Ex-judge Tim Henderson appears from his days as a jurist in Oklahoma. (Screengrab via KWTV)
A murder conviction in Oklahoma has been overturned because the judge and one of the prosecutors on the case had a sexual relationship, a court of appeals in the Sooner State ruled on Thursday.
Robert Leon Hashagen III was convicted of murder in the first degree by jurors in then-Oklahoma County district judge Tim Henderson’s court on Feb. 2, 2021. The defendant was tried over a 2013 burglary gone awry that led to the death of 94-year-old gardener and birdwatcher Evelyn Goodall.
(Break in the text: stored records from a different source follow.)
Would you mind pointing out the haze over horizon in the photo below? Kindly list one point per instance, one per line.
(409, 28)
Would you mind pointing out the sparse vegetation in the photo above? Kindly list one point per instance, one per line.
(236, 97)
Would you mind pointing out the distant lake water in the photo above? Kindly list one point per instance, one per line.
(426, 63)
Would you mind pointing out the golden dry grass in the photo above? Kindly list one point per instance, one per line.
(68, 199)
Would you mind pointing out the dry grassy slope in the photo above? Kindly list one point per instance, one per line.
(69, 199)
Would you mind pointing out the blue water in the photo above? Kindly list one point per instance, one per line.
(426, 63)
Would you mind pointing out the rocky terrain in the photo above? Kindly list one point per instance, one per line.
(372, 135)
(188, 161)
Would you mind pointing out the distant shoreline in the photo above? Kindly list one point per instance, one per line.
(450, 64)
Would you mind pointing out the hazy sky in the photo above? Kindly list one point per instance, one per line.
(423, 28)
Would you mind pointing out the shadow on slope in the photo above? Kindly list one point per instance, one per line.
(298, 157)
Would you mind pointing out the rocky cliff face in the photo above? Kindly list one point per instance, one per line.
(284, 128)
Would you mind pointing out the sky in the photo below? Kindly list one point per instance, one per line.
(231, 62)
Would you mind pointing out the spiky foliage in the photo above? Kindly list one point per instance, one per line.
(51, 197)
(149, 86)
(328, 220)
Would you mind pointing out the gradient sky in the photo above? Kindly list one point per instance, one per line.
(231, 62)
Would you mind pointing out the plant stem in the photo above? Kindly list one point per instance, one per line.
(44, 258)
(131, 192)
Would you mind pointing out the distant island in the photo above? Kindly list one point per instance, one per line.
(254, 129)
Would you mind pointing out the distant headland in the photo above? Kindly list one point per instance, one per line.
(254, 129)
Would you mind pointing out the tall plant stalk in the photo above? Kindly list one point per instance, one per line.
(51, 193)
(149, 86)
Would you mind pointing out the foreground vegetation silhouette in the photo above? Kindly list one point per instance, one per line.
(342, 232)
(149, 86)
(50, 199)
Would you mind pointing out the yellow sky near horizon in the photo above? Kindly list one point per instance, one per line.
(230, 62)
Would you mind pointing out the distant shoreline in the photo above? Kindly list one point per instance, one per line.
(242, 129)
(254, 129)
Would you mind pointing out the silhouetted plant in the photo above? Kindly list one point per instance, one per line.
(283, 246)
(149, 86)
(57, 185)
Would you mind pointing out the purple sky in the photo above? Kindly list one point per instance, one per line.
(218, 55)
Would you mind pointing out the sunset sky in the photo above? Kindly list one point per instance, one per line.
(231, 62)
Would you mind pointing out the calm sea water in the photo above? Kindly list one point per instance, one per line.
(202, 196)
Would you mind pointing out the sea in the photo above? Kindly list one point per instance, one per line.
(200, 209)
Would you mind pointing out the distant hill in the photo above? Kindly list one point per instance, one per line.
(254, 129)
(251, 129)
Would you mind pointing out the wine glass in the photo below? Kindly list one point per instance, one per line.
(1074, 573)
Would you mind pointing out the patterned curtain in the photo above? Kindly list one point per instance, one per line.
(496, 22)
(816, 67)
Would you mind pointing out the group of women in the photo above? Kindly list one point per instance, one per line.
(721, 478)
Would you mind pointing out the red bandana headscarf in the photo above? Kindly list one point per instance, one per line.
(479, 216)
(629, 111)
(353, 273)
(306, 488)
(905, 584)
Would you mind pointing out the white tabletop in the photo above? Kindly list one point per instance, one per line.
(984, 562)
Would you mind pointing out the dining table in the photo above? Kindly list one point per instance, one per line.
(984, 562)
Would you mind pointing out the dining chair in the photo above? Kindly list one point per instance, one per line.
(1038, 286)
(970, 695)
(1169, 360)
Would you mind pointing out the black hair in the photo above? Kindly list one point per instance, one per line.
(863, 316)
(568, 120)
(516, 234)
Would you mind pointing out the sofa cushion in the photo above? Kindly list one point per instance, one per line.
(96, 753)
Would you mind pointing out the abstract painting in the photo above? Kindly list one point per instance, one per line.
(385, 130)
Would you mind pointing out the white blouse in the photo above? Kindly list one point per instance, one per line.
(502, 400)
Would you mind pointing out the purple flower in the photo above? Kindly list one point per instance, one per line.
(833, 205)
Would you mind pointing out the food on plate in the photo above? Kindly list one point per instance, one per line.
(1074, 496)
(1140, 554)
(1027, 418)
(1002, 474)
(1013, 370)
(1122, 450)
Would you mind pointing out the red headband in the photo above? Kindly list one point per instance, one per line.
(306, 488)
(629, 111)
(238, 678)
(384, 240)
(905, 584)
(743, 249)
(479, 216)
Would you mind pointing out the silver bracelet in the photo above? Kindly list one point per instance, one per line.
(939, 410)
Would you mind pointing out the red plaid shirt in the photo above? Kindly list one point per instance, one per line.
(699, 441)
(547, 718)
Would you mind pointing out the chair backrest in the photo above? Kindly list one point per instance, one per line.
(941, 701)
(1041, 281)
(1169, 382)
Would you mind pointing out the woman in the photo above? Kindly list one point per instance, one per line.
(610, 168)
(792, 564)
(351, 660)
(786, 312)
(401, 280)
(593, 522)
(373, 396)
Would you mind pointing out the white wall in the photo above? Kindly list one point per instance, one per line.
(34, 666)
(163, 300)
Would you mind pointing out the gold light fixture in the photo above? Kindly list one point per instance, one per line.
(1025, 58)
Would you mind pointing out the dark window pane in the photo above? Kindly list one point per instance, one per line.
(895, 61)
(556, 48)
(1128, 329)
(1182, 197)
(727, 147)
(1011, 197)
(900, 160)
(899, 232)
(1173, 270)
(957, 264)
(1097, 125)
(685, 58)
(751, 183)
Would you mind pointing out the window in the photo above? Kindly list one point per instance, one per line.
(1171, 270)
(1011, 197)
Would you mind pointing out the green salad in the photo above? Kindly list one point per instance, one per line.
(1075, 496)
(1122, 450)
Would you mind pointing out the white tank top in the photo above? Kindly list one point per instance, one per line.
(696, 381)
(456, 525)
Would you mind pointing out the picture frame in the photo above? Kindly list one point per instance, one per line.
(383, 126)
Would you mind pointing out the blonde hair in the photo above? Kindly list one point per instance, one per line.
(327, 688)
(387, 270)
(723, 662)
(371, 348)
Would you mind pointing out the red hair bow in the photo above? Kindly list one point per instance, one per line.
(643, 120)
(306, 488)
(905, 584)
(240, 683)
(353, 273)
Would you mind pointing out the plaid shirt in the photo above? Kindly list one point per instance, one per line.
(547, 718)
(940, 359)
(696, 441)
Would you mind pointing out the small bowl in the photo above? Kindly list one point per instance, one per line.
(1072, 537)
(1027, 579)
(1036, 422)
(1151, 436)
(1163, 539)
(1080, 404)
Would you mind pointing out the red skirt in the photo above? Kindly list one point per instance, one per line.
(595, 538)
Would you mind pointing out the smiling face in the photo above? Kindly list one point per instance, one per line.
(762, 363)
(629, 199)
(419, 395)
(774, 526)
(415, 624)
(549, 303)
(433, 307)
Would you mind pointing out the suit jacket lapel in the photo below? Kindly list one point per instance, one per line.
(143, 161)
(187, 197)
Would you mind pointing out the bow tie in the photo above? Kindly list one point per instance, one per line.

In September 2021, attorneys for Hashagen moved to have his conviction overturned after the judge admitted to having consensual “sexual conduct” with one of three prosecutors who tried the case.
“It is no exaggeration to state that the very integrity of the judiciary in Oklahoma is at stake here,” attorney James Lockard argued in a defense appellate brief. “If a man can be convicted and sentenced to die in prison at a trial before a judge and prosecutor who were literally in bed together, then no citizen of Oklahoma can or should expect to get a fair trial in any Oklahoma court.”
On Thursday, in a 3-2 opinion, the Oklahoma Court of Criminal Appeals set aside Hashagen’s murder conviction – reversing and remanding the verdict – and ordered that a new trial be held.
“He’s now presumed innocent once again, and he gets to start this journey over again,” Clay Curtis, Hashagen’s defense attorney, said in an interview with Oklahoma City-based CBS affiliate KWTV.
The appellate effort argued six different points, the appeals court noted, but the judges only needed one to order a new trial.
The appeals court framed the winning argument as follows:
[W]hether Mr. Hashagen was deprived of a fundamentally fair trial of his guilt or innocence because he was tried before a judge who should have been disqualified from presiding over the case due to a previously undisclosed sexual relationship between the judge and one of the prosecutors in the case.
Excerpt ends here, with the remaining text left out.